He was up and armed before dawn, and on the topmost battlements, eager for the day. The sun came with splendour out of the east, hurling a golden net over the woods piled upon the hills. Mists moved from off the sea, that shimmered opalescent towards the dawn. Brine laded the breeze. The waves were scalloped amber and purple, fringed with foam about the agate cliffs.

The hours were void to the man till riders should come in with tidings of how the revolt sped at Gilderoy and Geraint. The prophetic hints that had been tossed to him from the tongues of the mob had served to discover to him his own invidious fame. Gambrevault, on its rocky headland, stood, the strongest castle in the south, a black mass looming athwart the perilous path of war. The rebels would smite at it. Of that its lord was assured.

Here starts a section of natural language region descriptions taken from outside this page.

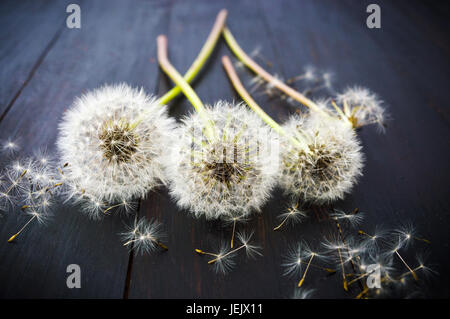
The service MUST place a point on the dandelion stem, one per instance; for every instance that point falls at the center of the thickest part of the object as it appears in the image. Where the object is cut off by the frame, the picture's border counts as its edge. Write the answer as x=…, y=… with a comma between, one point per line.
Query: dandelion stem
x=232, y=233
x=300, y=283
x=343, y=270
x=23, y=227
x=281, y=224
x=252, y=65
x=168, y=68
x=255, y=107
x=409, y=268
x=223, y=256
x=203, y=55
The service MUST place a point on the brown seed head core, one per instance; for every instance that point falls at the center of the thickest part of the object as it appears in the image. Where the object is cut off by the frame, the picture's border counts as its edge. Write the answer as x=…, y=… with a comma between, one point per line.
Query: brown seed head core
x=118, y=141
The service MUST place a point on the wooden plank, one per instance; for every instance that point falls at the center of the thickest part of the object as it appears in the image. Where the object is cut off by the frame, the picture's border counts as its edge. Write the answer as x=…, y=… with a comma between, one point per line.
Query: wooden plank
x=180, y=273
x=406, y=168
x=115, y=44
x=27, y=31
x=332, y=36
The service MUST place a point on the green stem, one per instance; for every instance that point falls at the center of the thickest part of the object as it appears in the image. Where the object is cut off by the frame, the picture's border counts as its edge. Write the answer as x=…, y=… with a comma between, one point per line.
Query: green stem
x=204, y=54
x=252, y=65
x=176, y=77
x=231, y=72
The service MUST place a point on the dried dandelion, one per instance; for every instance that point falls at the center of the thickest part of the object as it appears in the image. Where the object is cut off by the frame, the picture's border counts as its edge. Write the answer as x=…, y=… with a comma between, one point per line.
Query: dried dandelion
x=222, y=163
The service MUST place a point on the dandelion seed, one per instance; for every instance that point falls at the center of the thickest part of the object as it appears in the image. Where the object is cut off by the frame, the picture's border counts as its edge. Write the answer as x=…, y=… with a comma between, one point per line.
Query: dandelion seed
x=144, y=236
x=353, y=219
x=10, y=146
x=296, y=259
x=292, y=215
x=395, y=251
x=38, y=213
x=362, y=107
x=223, y=260
x=233, y=220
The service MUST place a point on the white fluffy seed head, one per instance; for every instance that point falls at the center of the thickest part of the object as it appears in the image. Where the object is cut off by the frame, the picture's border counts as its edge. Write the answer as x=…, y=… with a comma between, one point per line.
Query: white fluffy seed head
x=112, y=139
x=229, y=176
x=362, y=107
x=332, y=167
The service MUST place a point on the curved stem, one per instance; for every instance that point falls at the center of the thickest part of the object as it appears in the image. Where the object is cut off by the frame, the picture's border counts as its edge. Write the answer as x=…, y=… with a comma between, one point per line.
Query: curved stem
x=184, y=86
x=231, y=72
x=204, y=54
x=252, y=65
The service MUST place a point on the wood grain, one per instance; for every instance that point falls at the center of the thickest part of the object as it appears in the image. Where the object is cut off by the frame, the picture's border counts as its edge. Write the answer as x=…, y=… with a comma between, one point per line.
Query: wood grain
x=406, y=170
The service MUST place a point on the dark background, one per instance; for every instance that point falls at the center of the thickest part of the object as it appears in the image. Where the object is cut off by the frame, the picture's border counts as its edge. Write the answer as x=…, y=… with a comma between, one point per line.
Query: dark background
x=44, y=66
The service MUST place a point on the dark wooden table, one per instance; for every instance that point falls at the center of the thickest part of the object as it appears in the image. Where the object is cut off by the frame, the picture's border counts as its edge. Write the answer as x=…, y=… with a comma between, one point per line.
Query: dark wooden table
x=45, y=65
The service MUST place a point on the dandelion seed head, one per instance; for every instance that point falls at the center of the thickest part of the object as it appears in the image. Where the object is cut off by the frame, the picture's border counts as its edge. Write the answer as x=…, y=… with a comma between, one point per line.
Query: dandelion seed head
x=232, y=175
x=113, y=138
x=250, y=249
x=333, y=166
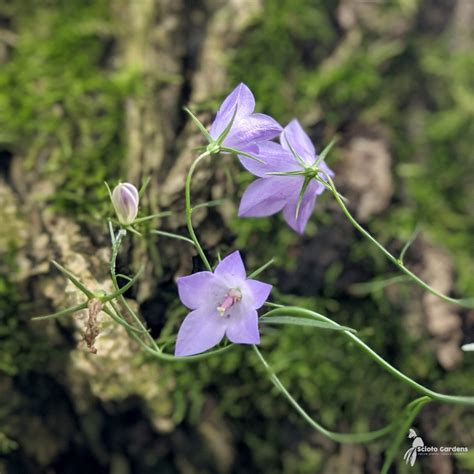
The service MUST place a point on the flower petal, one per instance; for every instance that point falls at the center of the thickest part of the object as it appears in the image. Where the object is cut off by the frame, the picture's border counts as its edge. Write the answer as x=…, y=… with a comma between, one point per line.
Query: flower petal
x=253, y=128
x=200, y=289
x=232, y=265
x=241, y=97
x=306, y=207
x=201, y=330
x=260, y=292
x=275, y=159
x=242, y=326
x=299, y=140
x=267, y=196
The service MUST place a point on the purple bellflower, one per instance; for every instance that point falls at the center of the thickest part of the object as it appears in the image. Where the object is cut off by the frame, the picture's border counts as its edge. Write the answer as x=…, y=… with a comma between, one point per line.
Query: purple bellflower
x=223, y=303
x=238, y=127
x=125, y=201
x=294, y=194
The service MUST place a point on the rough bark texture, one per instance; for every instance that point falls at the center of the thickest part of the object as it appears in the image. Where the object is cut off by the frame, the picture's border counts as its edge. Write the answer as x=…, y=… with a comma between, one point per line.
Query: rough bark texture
x=181, y=49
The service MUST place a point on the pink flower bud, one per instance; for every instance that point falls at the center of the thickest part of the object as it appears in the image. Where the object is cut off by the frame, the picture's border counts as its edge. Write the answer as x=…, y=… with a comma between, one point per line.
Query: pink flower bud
x=125, y=201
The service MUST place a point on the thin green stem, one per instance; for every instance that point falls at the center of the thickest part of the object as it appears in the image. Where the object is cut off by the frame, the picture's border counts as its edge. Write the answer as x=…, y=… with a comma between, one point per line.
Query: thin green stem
x=339, y=437
x=411, y=413
x=115, y=249
x=63, y=312
x=462, y=302
x=451, y=399
x=189, y=210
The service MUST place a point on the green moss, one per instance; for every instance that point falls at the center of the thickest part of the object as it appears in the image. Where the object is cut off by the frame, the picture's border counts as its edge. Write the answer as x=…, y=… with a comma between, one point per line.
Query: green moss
x=61, y=102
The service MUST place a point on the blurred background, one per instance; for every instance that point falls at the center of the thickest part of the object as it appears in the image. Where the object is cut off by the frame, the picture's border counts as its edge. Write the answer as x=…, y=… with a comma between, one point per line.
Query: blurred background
x=93, y=90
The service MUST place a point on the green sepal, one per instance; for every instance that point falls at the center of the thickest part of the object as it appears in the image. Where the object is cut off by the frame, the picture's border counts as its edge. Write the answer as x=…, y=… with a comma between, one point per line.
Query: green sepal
x=302, y=321
x=262, y=268
x=300, y=197
x=325, y=152
x=199, y=125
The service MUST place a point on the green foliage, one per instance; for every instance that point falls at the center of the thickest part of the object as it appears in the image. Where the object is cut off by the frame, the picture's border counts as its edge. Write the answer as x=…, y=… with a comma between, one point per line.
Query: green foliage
x=61, y=103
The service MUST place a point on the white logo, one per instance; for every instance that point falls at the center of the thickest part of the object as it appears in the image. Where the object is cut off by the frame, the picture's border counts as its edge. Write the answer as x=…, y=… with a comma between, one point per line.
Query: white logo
x=411, y=453
x=418, y=448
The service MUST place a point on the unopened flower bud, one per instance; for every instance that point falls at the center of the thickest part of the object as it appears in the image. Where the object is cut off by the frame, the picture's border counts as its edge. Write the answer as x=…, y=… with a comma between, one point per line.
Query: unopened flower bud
x=125, y=201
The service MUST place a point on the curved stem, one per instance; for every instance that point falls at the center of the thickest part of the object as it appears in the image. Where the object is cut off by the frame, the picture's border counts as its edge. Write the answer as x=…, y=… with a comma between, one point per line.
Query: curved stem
x=467, y=303
x=115, y=248
x=339, y=437
x=452, y=399
x=189, y=210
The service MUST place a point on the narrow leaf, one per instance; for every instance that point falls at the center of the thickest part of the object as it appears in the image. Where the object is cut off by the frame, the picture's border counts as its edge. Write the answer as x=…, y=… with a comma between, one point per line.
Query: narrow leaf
x=408, y=244
x=124, y=288
x=63, y=312
x=215, y=202
x=295, y=321
x=153, y=216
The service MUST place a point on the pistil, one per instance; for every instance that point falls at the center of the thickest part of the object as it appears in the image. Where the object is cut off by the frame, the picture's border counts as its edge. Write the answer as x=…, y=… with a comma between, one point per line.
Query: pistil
x=233, y=296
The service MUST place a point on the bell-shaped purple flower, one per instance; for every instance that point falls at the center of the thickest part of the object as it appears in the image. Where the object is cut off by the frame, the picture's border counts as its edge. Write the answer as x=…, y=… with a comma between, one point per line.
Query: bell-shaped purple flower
x=271, y=194
x=125, y=201
x=247, y=127
x=223, y=303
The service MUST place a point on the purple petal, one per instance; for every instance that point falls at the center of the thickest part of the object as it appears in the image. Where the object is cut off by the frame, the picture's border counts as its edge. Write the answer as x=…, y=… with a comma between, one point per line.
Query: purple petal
x=275, y=159
x=231, y=265
x=199, y=289
x=260, y=292
x=306, y=208
x=201, y=330
x=241, y=97
x=242, y=326
x=299, y=140
x=326, y=169
x=255, y=127
x=125, y=201
x=267, y=196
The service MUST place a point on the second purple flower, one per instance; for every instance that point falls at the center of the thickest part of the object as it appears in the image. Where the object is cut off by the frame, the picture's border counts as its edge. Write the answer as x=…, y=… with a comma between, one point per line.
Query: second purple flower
x=271, y=193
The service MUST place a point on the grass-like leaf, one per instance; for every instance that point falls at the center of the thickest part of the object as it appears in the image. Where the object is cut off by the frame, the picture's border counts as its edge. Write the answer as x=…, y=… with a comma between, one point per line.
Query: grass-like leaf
x=295, y=321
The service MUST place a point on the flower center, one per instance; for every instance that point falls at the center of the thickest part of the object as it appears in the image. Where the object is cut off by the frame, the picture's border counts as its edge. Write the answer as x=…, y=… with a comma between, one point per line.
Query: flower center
x=233, y=296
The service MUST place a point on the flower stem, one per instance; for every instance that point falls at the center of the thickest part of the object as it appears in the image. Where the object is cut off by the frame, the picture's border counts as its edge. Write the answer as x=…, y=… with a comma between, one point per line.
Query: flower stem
x=339, y=437
x=189, y=210
x=451, y=399
x=467, y=303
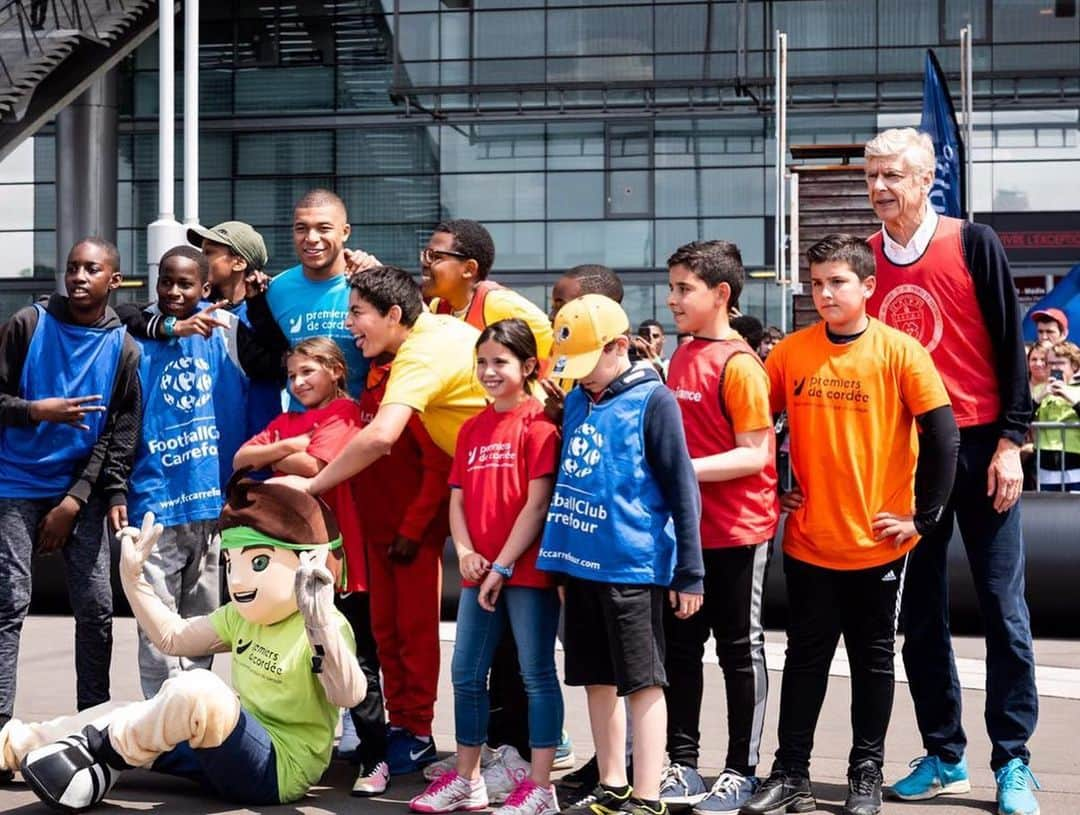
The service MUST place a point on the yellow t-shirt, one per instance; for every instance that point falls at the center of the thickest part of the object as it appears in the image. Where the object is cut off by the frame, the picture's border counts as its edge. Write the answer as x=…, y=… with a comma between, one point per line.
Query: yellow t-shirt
x=434, y=372
x=851, y=408
x=503, y=303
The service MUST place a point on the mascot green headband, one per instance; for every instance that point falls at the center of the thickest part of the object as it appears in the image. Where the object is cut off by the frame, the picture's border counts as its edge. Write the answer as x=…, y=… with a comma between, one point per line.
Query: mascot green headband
x=235, y=538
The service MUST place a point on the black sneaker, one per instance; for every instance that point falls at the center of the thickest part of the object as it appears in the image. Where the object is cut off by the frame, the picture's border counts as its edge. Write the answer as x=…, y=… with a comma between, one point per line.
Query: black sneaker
x=66, y=775
x=582, y=779
x=781, y=793
x=637, y=806
x=864, y=789
x=601, y=801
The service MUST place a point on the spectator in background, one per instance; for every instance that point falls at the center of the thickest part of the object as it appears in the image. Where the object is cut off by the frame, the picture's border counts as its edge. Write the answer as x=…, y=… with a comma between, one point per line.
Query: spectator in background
x=653, y=333
x=772, y=336
x=1051, y=325
x=750, y=328
x=1058, y=465
x=1038, y=371
x=588, y=279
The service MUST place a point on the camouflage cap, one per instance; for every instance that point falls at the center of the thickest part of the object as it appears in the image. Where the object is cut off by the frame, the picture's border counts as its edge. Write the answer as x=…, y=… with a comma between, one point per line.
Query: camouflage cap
x=239, y=236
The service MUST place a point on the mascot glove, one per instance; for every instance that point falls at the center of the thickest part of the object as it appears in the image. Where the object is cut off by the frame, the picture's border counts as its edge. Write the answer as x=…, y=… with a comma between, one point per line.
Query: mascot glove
x=314, y=588
x=136, y=545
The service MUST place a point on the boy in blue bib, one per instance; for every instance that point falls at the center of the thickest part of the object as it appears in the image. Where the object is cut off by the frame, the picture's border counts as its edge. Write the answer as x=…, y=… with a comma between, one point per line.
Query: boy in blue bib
x=623, y=528
x=190, y=385
x=68, y=395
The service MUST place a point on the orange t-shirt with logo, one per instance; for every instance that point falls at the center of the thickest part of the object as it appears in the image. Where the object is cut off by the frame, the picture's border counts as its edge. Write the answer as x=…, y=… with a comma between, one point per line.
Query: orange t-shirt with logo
x=851, y=408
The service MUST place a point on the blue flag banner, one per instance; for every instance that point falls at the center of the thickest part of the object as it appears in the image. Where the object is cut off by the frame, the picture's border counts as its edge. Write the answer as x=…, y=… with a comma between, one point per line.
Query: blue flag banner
x=939, y=122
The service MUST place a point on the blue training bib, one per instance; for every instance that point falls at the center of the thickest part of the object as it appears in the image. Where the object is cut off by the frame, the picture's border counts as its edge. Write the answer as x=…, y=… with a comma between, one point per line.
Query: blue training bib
x=193, y=420
x=63, y=360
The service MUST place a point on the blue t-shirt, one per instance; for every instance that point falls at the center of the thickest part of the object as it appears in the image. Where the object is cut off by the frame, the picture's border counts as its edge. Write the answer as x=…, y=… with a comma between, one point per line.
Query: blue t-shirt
x=304, y=308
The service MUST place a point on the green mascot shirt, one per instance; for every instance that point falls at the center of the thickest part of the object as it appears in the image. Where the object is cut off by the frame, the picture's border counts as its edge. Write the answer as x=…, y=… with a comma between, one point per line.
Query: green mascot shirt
x=271, y=673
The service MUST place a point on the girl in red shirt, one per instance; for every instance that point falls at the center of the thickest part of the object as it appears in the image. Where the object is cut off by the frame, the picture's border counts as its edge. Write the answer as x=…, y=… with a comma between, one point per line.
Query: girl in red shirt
x=301, y=443
x=500, y=487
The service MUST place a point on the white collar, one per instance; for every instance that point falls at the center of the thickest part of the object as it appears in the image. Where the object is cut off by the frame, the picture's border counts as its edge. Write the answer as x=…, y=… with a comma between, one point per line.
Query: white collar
x=903, y=255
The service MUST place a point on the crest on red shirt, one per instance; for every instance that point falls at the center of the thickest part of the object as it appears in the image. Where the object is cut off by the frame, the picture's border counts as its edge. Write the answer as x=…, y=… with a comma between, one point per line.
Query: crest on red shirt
x=914, y=311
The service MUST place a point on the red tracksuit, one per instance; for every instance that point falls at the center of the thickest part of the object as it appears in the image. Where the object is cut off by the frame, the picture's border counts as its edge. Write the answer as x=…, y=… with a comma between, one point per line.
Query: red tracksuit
x=405, y=493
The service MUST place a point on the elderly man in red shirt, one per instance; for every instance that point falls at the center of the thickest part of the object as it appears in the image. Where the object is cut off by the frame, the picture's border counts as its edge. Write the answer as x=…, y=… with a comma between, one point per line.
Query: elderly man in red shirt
x=947, y=283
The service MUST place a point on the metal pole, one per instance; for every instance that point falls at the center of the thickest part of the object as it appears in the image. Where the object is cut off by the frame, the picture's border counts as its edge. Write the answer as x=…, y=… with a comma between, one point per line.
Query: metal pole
x=781, y=138
x=191, y=111
x=86, y=170
x=793, y=240
x=165, y=232
x=968, y=89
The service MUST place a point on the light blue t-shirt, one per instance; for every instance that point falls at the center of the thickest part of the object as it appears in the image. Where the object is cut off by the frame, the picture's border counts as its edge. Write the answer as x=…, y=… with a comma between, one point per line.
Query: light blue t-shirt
x=304, y=308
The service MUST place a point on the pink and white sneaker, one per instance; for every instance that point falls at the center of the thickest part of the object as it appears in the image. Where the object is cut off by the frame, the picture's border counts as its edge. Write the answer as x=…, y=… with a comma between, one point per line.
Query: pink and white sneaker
x=529, y=798
x=450, y=792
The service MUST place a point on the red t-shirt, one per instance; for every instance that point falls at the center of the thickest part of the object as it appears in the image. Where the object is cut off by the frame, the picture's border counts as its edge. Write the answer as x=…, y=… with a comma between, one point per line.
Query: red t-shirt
x=723, y=390
x=496, y=458
x=404, y=492
x=331, y=429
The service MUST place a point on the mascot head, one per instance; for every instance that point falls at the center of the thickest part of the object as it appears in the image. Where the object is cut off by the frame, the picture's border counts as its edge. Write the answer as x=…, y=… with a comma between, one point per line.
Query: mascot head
x=265, y=527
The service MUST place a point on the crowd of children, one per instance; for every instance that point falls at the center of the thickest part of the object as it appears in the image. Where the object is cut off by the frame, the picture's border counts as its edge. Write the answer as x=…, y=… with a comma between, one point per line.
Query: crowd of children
x=585, y=497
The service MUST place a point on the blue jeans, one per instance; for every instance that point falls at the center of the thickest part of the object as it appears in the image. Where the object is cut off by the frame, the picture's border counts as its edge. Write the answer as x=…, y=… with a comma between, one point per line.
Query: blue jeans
x=532, y=614
x=243, y=769
x=995, y=549
x=90, y=589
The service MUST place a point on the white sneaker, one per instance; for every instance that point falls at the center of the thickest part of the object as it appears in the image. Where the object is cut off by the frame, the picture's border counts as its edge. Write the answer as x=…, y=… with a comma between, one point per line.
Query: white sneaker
x=507, y=770
x=529, y=798
x=450, y=792
x=372, y=780
x=487, y=756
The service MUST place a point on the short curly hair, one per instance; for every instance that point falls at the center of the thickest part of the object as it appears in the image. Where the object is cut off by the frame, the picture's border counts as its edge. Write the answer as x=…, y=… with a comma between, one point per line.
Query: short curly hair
x=473, y=241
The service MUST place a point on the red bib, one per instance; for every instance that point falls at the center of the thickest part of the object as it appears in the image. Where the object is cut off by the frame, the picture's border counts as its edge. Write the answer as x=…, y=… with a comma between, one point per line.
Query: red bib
x=933, y=300
x=742, y=511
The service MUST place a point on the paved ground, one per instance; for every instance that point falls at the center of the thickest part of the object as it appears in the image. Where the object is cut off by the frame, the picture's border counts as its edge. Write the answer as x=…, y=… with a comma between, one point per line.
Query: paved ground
x=46, y=689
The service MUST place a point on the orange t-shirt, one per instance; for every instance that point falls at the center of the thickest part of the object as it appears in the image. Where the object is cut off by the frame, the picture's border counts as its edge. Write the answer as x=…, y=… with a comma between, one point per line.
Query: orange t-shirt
x=851, y=409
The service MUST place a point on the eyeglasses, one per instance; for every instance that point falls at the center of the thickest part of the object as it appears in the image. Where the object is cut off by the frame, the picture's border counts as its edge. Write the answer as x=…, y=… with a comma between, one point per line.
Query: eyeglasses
x=429, y=255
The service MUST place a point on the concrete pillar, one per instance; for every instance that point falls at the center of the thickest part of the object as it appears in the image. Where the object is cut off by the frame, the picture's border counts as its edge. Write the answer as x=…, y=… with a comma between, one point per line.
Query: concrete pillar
x=86, y=170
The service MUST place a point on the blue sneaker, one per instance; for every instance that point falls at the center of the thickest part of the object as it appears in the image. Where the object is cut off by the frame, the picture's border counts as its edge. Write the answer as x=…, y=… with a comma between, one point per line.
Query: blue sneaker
x=407, y=752
x=564, y=754
x=932, y=777
x=682, y=786
x=347, y=747
x=730, y=791
x=1014, y=795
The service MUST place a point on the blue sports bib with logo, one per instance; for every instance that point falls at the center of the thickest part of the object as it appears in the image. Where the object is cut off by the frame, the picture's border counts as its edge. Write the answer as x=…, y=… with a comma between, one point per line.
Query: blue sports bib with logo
x=608, y=520
x=193, y=399
x=63, y=360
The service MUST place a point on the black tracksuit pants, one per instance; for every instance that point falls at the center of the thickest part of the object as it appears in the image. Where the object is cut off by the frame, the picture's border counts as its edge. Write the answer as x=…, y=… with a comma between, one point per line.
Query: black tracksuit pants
x=823, y=603
x=731, y=612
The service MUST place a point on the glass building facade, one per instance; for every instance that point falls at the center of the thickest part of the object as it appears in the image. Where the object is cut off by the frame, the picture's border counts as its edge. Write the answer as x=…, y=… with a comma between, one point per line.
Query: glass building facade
x=577, y=131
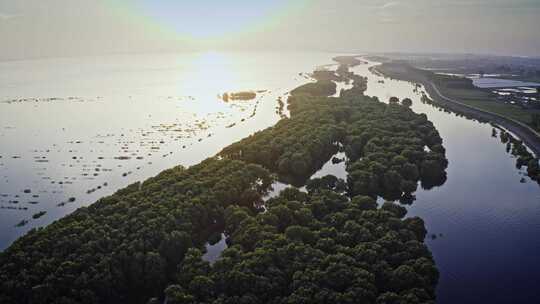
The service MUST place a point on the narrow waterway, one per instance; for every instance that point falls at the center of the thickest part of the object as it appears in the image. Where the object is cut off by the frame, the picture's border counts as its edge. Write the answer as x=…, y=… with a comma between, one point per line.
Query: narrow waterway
x=484, y=222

At noon he attended mass in the chapel, with all his knights, solacing his impatience with the purer aspirations of the soul. It was even as he left the chapel that Sir Modred met him, telling how a galloper had left the woods and was cantering over the meadows towards the headland. The man was soon under the arch of the great gate, his sweating horse smiting fire from the stones, dropping foam from his black muzzle. The rider was Godamar, Flavian's favourite esquire, a ruddy youth, with the heart of a Jonathan.

Modred brought him to the banqueting-hall, where Flavian awaited him in full harness, two trumpeters at his back.

"Sire, Geraint has risen."

"Ha!"

"They are marching on Gambrevault."

"Your news, on with it."

Godamar told how the troop had neared Geraint at eve and camped in the wood over night. At dawn they had reconnoitred the town, and seen, to their credit, black columns of "foot" pouring out by all the gates. The Gambrevault company had fallen back upon the woods unseen, and had watched the Gerainters massing in the city meadows about a red banner and one in armour upon a white horse. Godamar had lain low in a thicket and watched the rebels march by in the valley. They had passed between two hundred paces of him, and he swore by Roland the Paladin that it was a woman who rode the great white horse.

Flavian had listened to the man with a golden flux of fancy that had divined something of the esquire's meaning.